One of the questions that comes up when designing a course is how much work the course should be. When deciding whether to include a particular topic, exercise, reading assignment, project, test, paper, or whatever, there is always the question whether there is enough time for it, and whether it is important enough to be worth the time. So how much time is there to allocate for a course?

In the UC system, most of the campus are on a quarter system (UCB and UC Merced are on semesters), with approximately 10 weeks of instruction followed by one week of exams. The exact number of instructional hours varies a bit from quarter to quarter, and between MWF and TTh classes, thanks to almost all holidays now being scheduled for Mondays. All the quarter-based campuses have a 180-unit graduation requirement, where a unit is supposed to represent 3 hours of work a week for the 11 weeks of the quarter, so the 180-unit graduation requirement is supposed to mean 5940 hours of work (about 1485 a year).

UCSC is different from the other campuses, in that our courses are by default 5 units, while the other campuses generally have 3-unit or 4-unit courses. What I was not aware of until recently, however, is that UCSC also differs from the other campuses in terms of how many contact hours the students get with the professors per unit. UCSC 5-unit courses meet for 210 minutes per week. A full course, including exam, is 2100+180=2280 minutes, or 456 minutes per credit. Not counting the exam, there are 420 minutes per credit. (In actual schedules, there may be up to 105 minutes of lecture missing due to holidays, reducing the time to as little as 399 minutes of lecture per credit.)

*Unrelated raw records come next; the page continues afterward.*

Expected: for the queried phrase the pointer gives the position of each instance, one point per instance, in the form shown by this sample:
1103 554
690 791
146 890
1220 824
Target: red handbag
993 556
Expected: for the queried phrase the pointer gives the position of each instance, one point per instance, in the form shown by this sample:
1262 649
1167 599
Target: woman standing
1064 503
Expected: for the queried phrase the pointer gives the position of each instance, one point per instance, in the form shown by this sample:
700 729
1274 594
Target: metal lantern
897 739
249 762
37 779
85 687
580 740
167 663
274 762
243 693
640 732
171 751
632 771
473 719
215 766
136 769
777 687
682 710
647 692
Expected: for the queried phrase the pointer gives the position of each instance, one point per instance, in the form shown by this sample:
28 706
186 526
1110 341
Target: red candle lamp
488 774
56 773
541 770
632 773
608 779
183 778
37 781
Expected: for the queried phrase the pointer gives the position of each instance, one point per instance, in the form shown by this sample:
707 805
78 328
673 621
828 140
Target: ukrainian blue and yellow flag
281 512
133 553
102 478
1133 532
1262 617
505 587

According to a proposal about changing class scheduling at UCSC, written in 2011, the other quarter-based campuses have *at most* 375 lecture minutes per credit, which lets them pack more class credits per classroom seat than UCSC does. (UCSC suffers a double whammy here, as it has the fewest classroom seats per student, thanks to former chancellors who grew the student population rapidly, on the theory that this would force the state to provide the needed infrastructure—the administrators who made this bone-headed prediction have since gone elsewhere, while the faculty are left with too many students and too few classroom seats.)

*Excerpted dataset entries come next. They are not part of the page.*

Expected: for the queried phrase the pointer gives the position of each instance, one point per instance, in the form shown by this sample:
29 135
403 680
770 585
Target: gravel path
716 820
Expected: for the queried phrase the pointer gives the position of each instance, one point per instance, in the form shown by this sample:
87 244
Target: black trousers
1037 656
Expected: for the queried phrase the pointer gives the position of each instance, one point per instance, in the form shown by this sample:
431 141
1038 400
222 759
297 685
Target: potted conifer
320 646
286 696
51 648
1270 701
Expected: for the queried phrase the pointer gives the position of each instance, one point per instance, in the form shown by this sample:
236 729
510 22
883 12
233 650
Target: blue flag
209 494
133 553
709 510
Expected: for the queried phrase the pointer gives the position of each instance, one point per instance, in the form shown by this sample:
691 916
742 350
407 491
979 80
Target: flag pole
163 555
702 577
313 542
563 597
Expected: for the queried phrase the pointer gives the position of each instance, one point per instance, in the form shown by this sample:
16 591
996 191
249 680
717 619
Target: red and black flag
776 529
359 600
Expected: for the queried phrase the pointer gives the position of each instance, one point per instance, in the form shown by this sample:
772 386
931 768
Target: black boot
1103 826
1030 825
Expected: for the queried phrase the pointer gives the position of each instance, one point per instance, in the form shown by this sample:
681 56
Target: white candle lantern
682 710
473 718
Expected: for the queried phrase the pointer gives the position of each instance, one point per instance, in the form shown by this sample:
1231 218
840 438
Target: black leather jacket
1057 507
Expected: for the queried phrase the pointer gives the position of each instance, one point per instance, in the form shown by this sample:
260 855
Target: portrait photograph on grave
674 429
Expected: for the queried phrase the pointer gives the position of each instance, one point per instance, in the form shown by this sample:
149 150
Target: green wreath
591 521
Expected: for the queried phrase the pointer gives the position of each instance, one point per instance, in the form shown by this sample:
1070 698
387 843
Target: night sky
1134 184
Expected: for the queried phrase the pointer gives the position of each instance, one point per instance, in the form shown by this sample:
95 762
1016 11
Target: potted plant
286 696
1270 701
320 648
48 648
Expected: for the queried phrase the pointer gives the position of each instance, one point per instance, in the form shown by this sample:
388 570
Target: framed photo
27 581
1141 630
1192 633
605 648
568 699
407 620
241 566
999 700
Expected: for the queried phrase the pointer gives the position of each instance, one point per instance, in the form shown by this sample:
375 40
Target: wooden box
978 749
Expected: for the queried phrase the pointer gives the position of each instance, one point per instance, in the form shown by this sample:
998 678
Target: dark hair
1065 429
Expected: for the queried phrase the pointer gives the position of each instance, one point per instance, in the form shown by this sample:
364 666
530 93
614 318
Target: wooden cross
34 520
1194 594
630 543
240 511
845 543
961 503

Of course, some classes involve far more contact hours. I’m a great believer in high-contact courses, where the students spend time with the faculty. For example, my Applied Circuits class in the spring has me in the classroom with the students for 3.5 hours a week, and in lab with them for another 6 hours a week, for 5700 minutes—at 7 credits that’s 814 minutes per credit, 80–90% more than the usual course. The senior design seminar I’m teaching this quarter has 1155 minutes of class for 2 credits plus 180 minutes per student of one-on-one meetings, or 668 minutes per credit—50–60% more than normal. (Note: my time for 19 students is 76.25 hours for that class—over 5 times the usual contact hours for a 2-unit course, and that’s not counting the grading time for reading 4 drafts each of 19 theses, nor prep time.) The freshman design seminar I’m also teaching this quarter has 2030 contact minutes, for a 2-unit course, or 1015 minutes per credit (2.2–2.4 times normal contact hours). Those are just the scheduled contact hours—I also generally have 2–3 hours a week of office hours, and during the circuits course, I often have to stay late in the lab to help students finish.

So when I’m deciding how much homework to assign in, say, the freshman design seminar, I have to start with the 66 hours that the students are supposed to work for a 2-unit course, then subtract off the 33.83 hours of class time, and divide by 10 weeks to get about 3.2 hours of homework a week (or 3 hours a week, if some is done during exam week). That is not a lot of homework, particularly if I want students to do some web searching and reading on their own, or do design tasks, which tend to be rather open-ended. It’s a good thing that the freshman design course doesn’t have any specifically mandated content—I can take the classes wherever student interests and abilities lead, without having to worry about whether I’ve covered everything.

Note that engineering students typically take a 17–18-unit load at UCSC (3 5-unit classes, plus labs), which comes to a 51–54-hour week, if they are doing what they are supposed to for all their classes. This workload does not allow much time for students to do a part-time job, and certainly not a full-time one. Some students, forced by the legislature’s defunding of the University to work to pay their tuition, end up with 20-hour work weeks on top of the 54 hours they are (or should be) putting in as students. The legislators may have partied their way through school and think that all students do, but the engineering students I see don’t have that luxury—being a full-time engineering student is not compatible with more than 5–10 hours a week of non-class-related work.

Engineering students at UCSC are usually advised to take two technical courses and one non-technical one. The justification is not that the students need the humanities for intellectual balance (even if it is true, students wouldn’t buy into that justification). Instead, the justification that the students accept is that grade inflation has gotten so extreme in the humanities that they can get an A– doing only half as much work as a 5-unit class should require, so that they have enough time to work on their technical courses or hold a part-time job to pay for college.